Crente pentecostal de dieta - Pr. Jacinto Manto | Tô Solto

              

Os crentes correm para o jejum no caminho para conhecer melhor a Deus

LITTLE ROCK - Elmer Towns teve um grande problema três décadas atrás, depois que ele se mudou para Lynchburg, na Virgínia, para ajudar um pregador batista chamado Jerry Falwell a fundar a escola que se transformou na Liberty University.
Mês após mês, Towns enfrentou dois pagamentos de casas - uma verdadeira crise familiar. Assim, o professor veterano da Bíblia decidiu tentar algo que ele considerava uma coisa radical do Antigo Testamento. Além de rezar para que alguém comprasse a casa de volta em Chicago, Towns e sua esposa, Ruth, começaram a jejuar no dia em que hipoteca era devida.
Não aconteceu muita coisa, mas eles continuaram rezando e jejuando.
Depois de um ano, a casa vendeu e Towns vem refletindo sobre essa questão desde então: que papel o jejum desempenhou na solução desse problema pessoal?
"O que aprendi é que há muito mais a jejuar do que tentar obter algo de Deus, porque não podemos dizer o que Deus fará", disse Towns, autor de mais de cem livros e reitor da Escola de Religião da Universidade de Washington. universidade.
“Você está realmente jejuando porque quer um relacionamento mais próximo com Deus. ... Há jejuns onde você está procurando um resultado final - como a libertação de uma pessoa do vício. Mas isso não é a norma.
"Essa não é a principal razão pela qual Deus quer que a gente jejue."
Esses tipos de mistérios levaram as cidades a fazer algo que pode parecer estranho para um protestante evangélico. Ele escreveu três livros sobre o jejum, incluindo o recente Guia do iniciante ao jejum, e terminou um quarto livro sobre o assunto.
O jejum, é claro, é uma prática familiar para os judeus, que observam um jejum rigoroso no Dia da Expiação do Yom Kippur.
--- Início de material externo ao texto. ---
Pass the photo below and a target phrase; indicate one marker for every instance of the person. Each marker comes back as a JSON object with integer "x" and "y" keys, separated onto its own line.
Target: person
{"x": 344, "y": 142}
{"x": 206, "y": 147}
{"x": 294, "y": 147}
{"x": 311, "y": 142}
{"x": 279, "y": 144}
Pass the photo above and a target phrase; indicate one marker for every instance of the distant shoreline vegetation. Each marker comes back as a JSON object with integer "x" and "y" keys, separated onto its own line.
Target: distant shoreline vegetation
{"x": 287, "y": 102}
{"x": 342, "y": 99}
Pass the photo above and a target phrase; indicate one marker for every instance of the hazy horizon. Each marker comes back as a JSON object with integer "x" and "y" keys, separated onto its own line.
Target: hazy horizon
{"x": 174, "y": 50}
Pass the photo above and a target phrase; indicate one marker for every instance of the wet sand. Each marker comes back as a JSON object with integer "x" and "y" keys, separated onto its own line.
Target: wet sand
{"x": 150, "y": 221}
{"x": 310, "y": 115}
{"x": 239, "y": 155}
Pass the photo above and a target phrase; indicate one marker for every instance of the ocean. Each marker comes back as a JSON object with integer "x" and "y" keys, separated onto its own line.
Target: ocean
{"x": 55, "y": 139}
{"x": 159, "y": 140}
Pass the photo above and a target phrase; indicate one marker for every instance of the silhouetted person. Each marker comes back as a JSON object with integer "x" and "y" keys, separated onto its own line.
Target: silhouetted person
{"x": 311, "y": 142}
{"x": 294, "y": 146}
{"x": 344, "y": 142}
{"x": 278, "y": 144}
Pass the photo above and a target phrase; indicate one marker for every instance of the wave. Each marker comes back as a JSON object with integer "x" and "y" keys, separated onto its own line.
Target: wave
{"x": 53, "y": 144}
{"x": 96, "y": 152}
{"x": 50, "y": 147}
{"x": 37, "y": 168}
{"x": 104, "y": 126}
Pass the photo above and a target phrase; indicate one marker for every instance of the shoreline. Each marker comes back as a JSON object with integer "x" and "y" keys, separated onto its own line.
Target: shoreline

Os muçulmanos jejuam do nascer ao pôr do sol durante o mês do Ramadã e crentes em muitas outras religiões também praticam formas de jejum.
Os católicos romanos e os cristãos ortodoxos orientais jejuaram várias vezes durante o ano eclesiástico, especialmente na época pré-Páscoa da Quaresma - que começou esta semana. Alguns católicos modernos continuam a desistir de comer carne na quarta-feira de cinzas e sextas-feiras durante a Quaresma, enquanto os ortodoxos se esforçam para não comer carne ou laticínios.
Esta prática - eliminando formas específicas de comida da dieta - é uma das várias formas de jejum encontradas na Bíblia e na história religiosa, notaram Towns. No livro de Daniel, o profeta e seus amigos só tinham legumes e água por 10 dias. O líder do movimento de renovação metodista, John Wesley, muitas vezes jejuou durante 10 dias antes de grandes conferências, comendo apenas pães integrais e água potável.
Outra prática comum, que Towns considera um jejum “normal”, é não comer nada, enquanto continua a beber líquidos. O Evangelho de Lucas observa que durante um jejum de 40 dias, Jesus “não comeu nada e depois, quando acabou, estava com fome”.
Um rápido “absoluto”, disse Towns, elimina alimentos sólidos e líquidos, como no jejum de três dias de São Paulo após sua conversão na estrada de Damasco. Esta forma estrita de jejum não é para iniciantes e nunca deve exceder três dias, disse ele. No Monte Sinai, diz-se que Moisés sobreviveu a um jejum de 40 dias sem comida ou bebida - o que seria claramente milagroso.
Crentes iniciantes em jejum devem buscar orientação de clérigos experientes e até mesmo de médicos, cidades estressadas. A linha de fundo: não é fisicamente ou espiritualmente sábio "colocar Deus à prova, apressando-se e fazendo algo irracional", disse ele.
Na última década, o interesse em disciplinas espirituais como o jejum está em alta entre muitos protestantes, incluindo evangélicos e aqueles em movimentos pentecostais ou "carismáticos", disse Towns.